これにより風の壁は消え、先へ進めるようになった。
だが皆は動こうとはせず、事態の説明を求めている。
「一体、どういうことなんですか?」
言うのはロロアだ。
首を傾げ、美鷺に問う。
問われた美鷺は宇天の伝達者こと介蔵に視線を向けたまま、説明へと入る。
「簡単なことで御座る。あの風の壁は発動者、つまりは介蔵殿に触れると消滅するので御座る」
「ドンタッチミー、ということですか」
「そのイーギス語は分からぬで御座るが、触ればいいので御座る。
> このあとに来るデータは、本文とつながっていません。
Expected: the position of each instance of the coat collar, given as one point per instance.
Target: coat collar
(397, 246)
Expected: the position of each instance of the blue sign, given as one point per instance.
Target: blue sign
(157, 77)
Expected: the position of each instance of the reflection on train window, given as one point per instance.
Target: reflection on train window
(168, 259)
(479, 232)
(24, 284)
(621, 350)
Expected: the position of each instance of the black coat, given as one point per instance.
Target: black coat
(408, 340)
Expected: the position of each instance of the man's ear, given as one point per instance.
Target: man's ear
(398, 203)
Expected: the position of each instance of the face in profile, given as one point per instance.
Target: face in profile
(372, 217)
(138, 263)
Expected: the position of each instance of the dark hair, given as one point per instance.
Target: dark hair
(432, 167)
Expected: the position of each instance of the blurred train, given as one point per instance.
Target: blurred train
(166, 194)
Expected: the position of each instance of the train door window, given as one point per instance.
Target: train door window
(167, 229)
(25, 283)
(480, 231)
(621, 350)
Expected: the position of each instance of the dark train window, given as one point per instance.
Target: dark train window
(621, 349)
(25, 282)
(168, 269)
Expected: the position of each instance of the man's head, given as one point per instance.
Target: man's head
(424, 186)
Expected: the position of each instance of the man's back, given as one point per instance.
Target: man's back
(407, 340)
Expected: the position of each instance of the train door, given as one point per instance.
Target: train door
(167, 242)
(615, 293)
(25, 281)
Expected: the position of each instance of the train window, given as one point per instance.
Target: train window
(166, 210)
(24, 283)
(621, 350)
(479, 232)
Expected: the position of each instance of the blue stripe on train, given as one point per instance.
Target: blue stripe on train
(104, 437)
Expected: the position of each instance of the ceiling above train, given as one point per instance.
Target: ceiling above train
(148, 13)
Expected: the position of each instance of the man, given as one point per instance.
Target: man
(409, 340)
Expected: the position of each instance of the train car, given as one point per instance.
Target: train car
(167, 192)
風神殿はでいりけいと、だということに御座な」
「デリケートですね、はい」
美鷺は外国語はあまり得意ではないため、発音は平仮名表記にしたようなそんな感じだ。
それでも聞き取ることは出来るので、言った本人に言い直しても何もいないということは、多分合っているのだろう。
だが、ちょっと待て。
何かが突っ掛かったように、思考が止まる。
今、美鷺は何と言ったのだろうか。
でいりけいと、の方ではない。その後、風神という言葉が思考を止めたのだ。
風神。
それは雷神の対となる存在であり、神としても妖怪としても語られる。
絵画ではよく鬼の姿をし、大袋を手に持った姿で有名だ。
中位神であるものの神州瑞穂内では有名であり、それは崩壊世界であっても変わらなかったらしい。
対となる雷神、つまり御雷神|《タケミカヅチ》の使用者が側にいなくて助かったと思った。
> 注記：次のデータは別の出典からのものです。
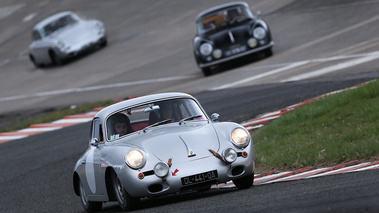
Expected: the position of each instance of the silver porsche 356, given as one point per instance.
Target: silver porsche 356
(63, 36)
(157, 145)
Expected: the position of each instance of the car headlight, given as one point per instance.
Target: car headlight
(259, 33)
(217, 53)
(161, 169)
(240, 137)
(135, 159)
(230, 155)
(61, 45)
(206, 49)
(252, 42)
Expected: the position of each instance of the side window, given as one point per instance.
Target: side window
(97, 131)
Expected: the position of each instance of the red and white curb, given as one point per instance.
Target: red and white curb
(82, 118)
(311, 172)
(33, 129)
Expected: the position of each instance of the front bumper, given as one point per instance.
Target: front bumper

風神、雷神の共闘は上位神を越えるとされているからだ。
そうなっては大変なことになっていたので、それがなくて安堵の息を吐く。
「さすがは美鷺殿。速度は相変わらずと言ったところで御座ろうか」
先程まで日来の者達がいた付近に吹き飛ばされた介蔵は、何も無かったように立ち上がる。
手応えはあったが、吹き飛ばし、地面で転げ回る際に受け身を取られた。その時に平手の痛みは、受け身によって流されのだろう。
さすがは介蔵殿、と関心する。
骨にひびが入るように打った平手を、こうも容易く対処出来るとは少々彼を侮っていた。
美鷺はトオキダニに向かって、
「先に行かれよ。ここは拙者が受け持つで御座る」
「うむ、任せたぞ」
言い、トオキダニは美鷺の後ろを行く。
彼に続くように仲間達も美鷺を追い越し、歩きを走りへと変えて結界へと向かう。
「させぬで御座るよ!」
そんな彼らの動きを止めるように、介蔵は風を呼ぼうとするが、
「それはこちらも同じで御座る!」
開いていた距離を一気に縮め、行動を阻止するために打撃を放つ。
さすがにもう二回目は見切られており、地面を蹴り介蔵は後退した。
が、ここで終わらない。再び開いた距離を縮める。